Ну, как ей было объяснить, чтобы не обидеть? В мире, где расстреливают не за вину, а по разнарядке. В стране, где по повстанцам ведут огонь резонаторами, даже не пытаясь оставить кого-то в живых. В поселке, где несчастный влюбленный начальник лагеря готов был совершить какую-то глупость. Или не совершить чего-то важного со словами: Все будет так, как будет. В таких условиях разговор про переходный возраст в любом случае вызывает на редкость истерический смех.

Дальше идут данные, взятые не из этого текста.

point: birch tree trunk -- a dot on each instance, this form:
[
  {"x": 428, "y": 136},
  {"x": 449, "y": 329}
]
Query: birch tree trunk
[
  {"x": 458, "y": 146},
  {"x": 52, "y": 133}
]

- Я невероятно устал. - Признался я. - Да представь… устал… и сознаюсь. Мне надо лечь и немного отдохнуть. Ляжешь со мной? Покачав головой, она сказала:
- Позже. Там на крыльце Владимир ждет. Ему надо о чем-то со мной поговорить важном. Я быстро и вернусь к тебе. Хорошо?
Я кивнул и, не оборачиваясь, пошел в комнату. Лег на кровать и увидел, что Настя замерла в коридоре и как-то странно смотрит на меня. Молчаливо и грустно. И даже кажется обиженно на меня. Интересно за что? За то, что я раз в тысячу лет признался что устал? Или за то, что у меня просто нет сил на лишние слова?
Но она вдруг улыбнулась и, подняв руку, сделала комичный жест, словно прощалась. Я даже смог махнуть ей в ответ. Настя исчезла из виду, и я услышал, как хлопнула входная дверь.
Я закрыл глаза и вдруг отчетливо ощутил легкую качку. Все мое тело словно было погружено в волны и опускалось-поднималось вместе с ними. Я вспомнил город, порт, Виктора, его кораблик и нашу, какую-то дурашливую и скомканную свадьбу. Вспомнил и обещания, которые давал своей Насте в тот момент. И чего я тогда не потребовал, чтобы у нее не было от меня секретов? А если бы потребовал? Нет, все правильно, все, так как и должно быть. Кто меня знает, что бы я в свой переходный, как его назвала Настя, возраст натворил, узнав, что у нее от меня есть секреты. Улыбаясь, я смаковал слово «переходный». У всей планеты был переходный возраст и ничего, как-то вроде поднималась уже с колен.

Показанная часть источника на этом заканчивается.